Siegel, too, sees this type of rote training as an issue. “One thing that continues to be perpetuated in physician training is the memorization of treatments and procedures. This limits a practitioner’s rationale to ‘we do this because this is what we do.’ We need to train physicians to think a little bit more, being open to the possibility that, based on client feedback, they may need to rethink prescriptions.” Yvonne K. Fulbright is a sex educator and author who holds a doctorate in international community health with a focus on sexual health and sex communication. Direct comments about this topic to email@example.com.
How to have the talk
Researchers at the University of Texas at Austin found that educating patients in advance about the sexual side effects of SSRIs decreases the presentation of sexual dysfunction at follow-up visits, demonstrating the value of such discussions. In these talks, during medical training or clinical consultations, practitioners should seek to:
Pose questions about sexual health on patient intake forms.
Some patients are more comfortable writing about their sexual concerns. This also saves time and helps practitioners gather a more detailed sexual history.
Have brochures or posters in the waiting room.
Having materials with sexuality information reassures patients that such conversations are permissible.
Mail educational materials ahead of time.
Patients can be made aware of sexual issues related to medications before their appointments, giving both parties the opportunity to process the information expeditiously during clinical services.

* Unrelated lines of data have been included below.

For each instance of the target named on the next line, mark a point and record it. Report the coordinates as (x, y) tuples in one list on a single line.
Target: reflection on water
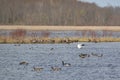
[(45, 56)]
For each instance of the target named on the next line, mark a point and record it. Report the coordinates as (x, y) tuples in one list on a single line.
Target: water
[(64, 34), (46, 56)]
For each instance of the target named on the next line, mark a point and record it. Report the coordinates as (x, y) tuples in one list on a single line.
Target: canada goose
[(93, 54), (84, 55), (23, 63), (55, 68), (66, 64), (51, 48), (80, 46), (37, 69)]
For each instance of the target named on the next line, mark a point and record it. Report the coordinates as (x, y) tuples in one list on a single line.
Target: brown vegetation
[(57, 12)]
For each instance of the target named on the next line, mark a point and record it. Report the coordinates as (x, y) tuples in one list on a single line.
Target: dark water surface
[(46, 56)]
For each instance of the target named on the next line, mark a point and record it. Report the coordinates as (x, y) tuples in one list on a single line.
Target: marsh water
[(106, 67), (64, 34)]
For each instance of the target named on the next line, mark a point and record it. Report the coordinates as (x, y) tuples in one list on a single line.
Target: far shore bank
[(58, 28), (28, 40)]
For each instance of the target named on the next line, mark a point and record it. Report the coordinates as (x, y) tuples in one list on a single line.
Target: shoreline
[(26, 40), (58, 28)]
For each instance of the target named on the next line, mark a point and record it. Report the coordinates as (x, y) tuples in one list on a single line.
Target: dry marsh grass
[(14, 27)]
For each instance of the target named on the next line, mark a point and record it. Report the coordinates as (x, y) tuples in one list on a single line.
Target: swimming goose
[(55, 68), (84, 55), (37, 69), (66, 64), (97, 55), (23, 63)]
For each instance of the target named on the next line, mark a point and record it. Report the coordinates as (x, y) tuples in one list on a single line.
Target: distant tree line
[(57, 12)]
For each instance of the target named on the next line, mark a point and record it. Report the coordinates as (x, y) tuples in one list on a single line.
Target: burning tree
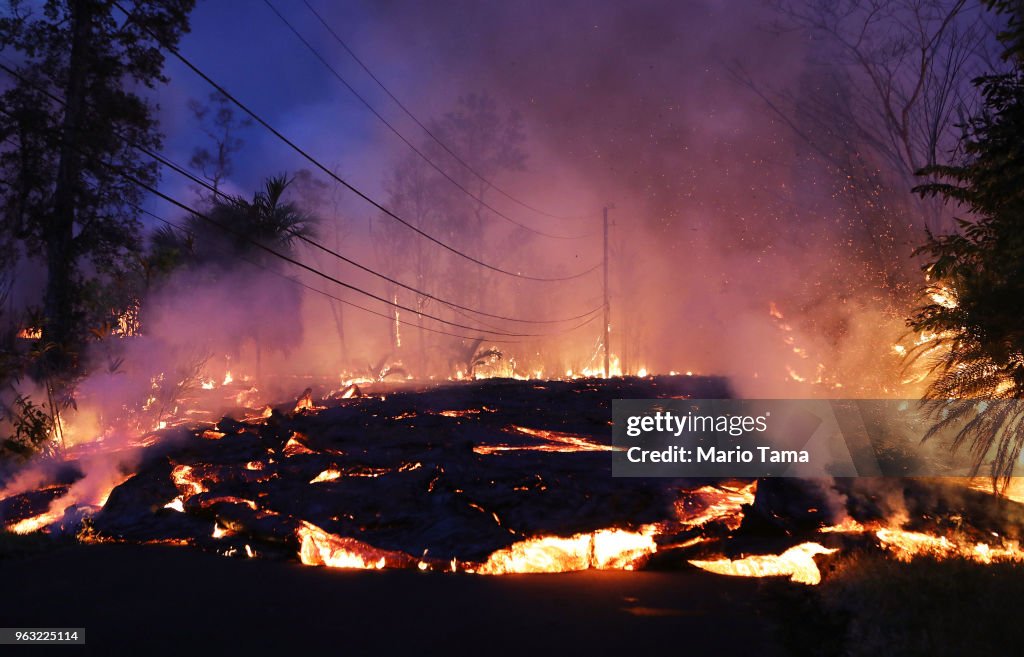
[(976, 294), (489, 142), (72, 114)]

Ask one question during clinical services, like how pleasurable is sex for you at this point in your life?
Such open-ended, single-question inquiries can be highly effective in identifying patient concerns or problems. Even patients who do not open up on their first visit may be willing to follow up during subsequent examinations.
Refer when necessary.
Practitioners need to be willing to refer, sometimes outside of medicine, as Siegel advises: “Doctors have a few minutes to do what they need to do and get out. A number will admit that they don’t have experience or training to do counseling and work with sexuality issues. Those who do refer do an M.D. lateral hand-off with a psychiatrist versus a sex therapist. They don’t know who sex therapists are or what we do, but need to know.”
Participate in sexuality training opportunities.
An evaluation of a sexual history-taking curriculum for second-year medical students, implemented at Northeastern Ohio Universities College of Medicine, showed how workshops, small-group discussions and readings can improve medical students’ performance at taking sexual histories. The evaluation found that 84 percent of students asked at least one sexual history question on the Clinical Skills Assessment. The American Medical Student Association’s Sexual Health Scholars Program has also sought to benefit physicians-in-training, with sex educator Melanie Davis finding that students get over fears and build their comfort levels in activities like role playing. “Practitioners have to act comfortably, projecting that it’s normal to ask about sex. This ability to collect sexuality-related information is critical to overall health, and needs to become part of normal protocol and risk assessment.”